Alberto Carvalho, who arrived in 2022 promising to steady the Los Angeles Unified School District, has resigned — closing a tenure derailed this year by a federal investigation and months of leadership limbo.

A resignation months in the making

Carvalho submitted his resignation in late June, according to LAist, ending four months on paid administrative leave. "Placing students first has always guided my work," he wrote in his letter, announcing he was stepping down effective immediately.

The Los Angeles Times, in the report that first surfaced the news, said Carvalho had faced the possibility of dismissal by the school board before he resigned; the Herald could not independently confirm the details of any board action, and LAUSD has not described a formal removal vote. What is confirmed is that board members had been weighing the district's leadership in the days before his departure.

What prompted the leave

The crisis began on February 25, when FBI agents executed court-authorized search warrants at Carvalho's Los Angeles home, at district headquarters and at a property in the Miami area, ABC7 reported. The U.S. Department of Justice confirmed the warrants were court-authorized but declined to discuss them further.

The searches were tied to LAUSD's 2024 contract with AllHere, an education-technology startup that built an AI chatbot, called "Ed," meant to help students and families navigate the district.
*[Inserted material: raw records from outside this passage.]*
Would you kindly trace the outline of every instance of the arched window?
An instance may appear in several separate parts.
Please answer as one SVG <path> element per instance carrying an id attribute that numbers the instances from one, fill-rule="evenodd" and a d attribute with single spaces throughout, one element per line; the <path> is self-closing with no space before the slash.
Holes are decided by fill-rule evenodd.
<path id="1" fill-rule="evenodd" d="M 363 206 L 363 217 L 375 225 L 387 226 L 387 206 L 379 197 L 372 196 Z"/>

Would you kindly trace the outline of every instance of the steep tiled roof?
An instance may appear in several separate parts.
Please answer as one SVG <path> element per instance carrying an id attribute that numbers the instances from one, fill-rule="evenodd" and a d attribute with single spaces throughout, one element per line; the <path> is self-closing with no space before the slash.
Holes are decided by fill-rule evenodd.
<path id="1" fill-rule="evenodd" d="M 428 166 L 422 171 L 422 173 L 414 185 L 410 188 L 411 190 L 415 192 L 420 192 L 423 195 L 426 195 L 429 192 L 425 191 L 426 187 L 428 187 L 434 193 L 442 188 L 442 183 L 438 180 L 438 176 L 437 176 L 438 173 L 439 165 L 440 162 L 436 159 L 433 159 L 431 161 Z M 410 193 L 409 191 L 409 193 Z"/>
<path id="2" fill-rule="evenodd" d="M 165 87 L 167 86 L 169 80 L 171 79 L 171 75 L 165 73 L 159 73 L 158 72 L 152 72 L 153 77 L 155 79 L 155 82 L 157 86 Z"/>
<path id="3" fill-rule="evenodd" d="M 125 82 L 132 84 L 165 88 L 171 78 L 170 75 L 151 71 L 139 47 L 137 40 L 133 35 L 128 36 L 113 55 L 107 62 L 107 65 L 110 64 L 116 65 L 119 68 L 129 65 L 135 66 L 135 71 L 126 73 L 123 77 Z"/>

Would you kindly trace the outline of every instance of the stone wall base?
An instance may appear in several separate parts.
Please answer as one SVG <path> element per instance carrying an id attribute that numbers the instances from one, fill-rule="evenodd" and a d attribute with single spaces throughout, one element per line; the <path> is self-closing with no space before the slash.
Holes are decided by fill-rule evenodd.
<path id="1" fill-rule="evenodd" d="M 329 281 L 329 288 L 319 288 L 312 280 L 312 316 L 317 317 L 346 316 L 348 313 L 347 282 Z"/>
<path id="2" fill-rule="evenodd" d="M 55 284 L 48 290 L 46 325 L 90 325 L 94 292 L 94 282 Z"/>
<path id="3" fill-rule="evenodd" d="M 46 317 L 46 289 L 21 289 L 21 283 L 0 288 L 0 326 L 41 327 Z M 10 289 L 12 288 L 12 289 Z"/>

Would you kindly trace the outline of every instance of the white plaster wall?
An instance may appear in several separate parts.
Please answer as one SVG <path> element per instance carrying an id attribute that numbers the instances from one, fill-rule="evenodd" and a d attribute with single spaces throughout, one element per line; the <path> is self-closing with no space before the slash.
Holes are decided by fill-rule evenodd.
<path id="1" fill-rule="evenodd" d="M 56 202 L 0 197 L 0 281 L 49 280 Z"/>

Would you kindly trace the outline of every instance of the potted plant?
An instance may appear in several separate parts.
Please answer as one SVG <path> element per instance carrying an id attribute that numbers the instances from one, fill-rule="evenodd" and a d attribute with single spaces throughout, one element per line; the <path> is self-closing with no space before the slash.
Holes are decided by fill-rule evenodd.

LAUSD paid roughly $3 million before terminating the contract within months; the company later collapsed into bankruptcy, and its founder was separately charged with fraud. No charges have been filed against Carvalho, who has said he did nothing wrong.

Two days after the searches, the Board of Education voted unanimously to place Carvalho on paid leave pending the outcome of the investigation, and named Chait acting superintendent.

A new leader steps up

On June 24, the board voted to make Andrés Chait the district's permanent superintendent, according to ABC7. Chait is a roughly 30-year veteran of LAUSD who rose from classroom teacher to chief of school operations.

"This board's decision reflects the confidence in Mr. Chait's leadership, his decades of service to Los Angeles Unified, and his demonstrated ability to guide the district during this period of transition," board President Scott Schmerelson said, per LA School Report.

What's ahead

Chait inherits a district facing familiar pressures — a multibillion-dollar budget under strain, declining enrollment and an approaching round of labor negotiations. Carvalho's record, including test-score gains and an expansion of college-level coursework, will now be weighed against the unresolved questions surrounding his exit. The federal investigation remains open, and no current or former LAUSD official has been charged in connection with the AllHere contract.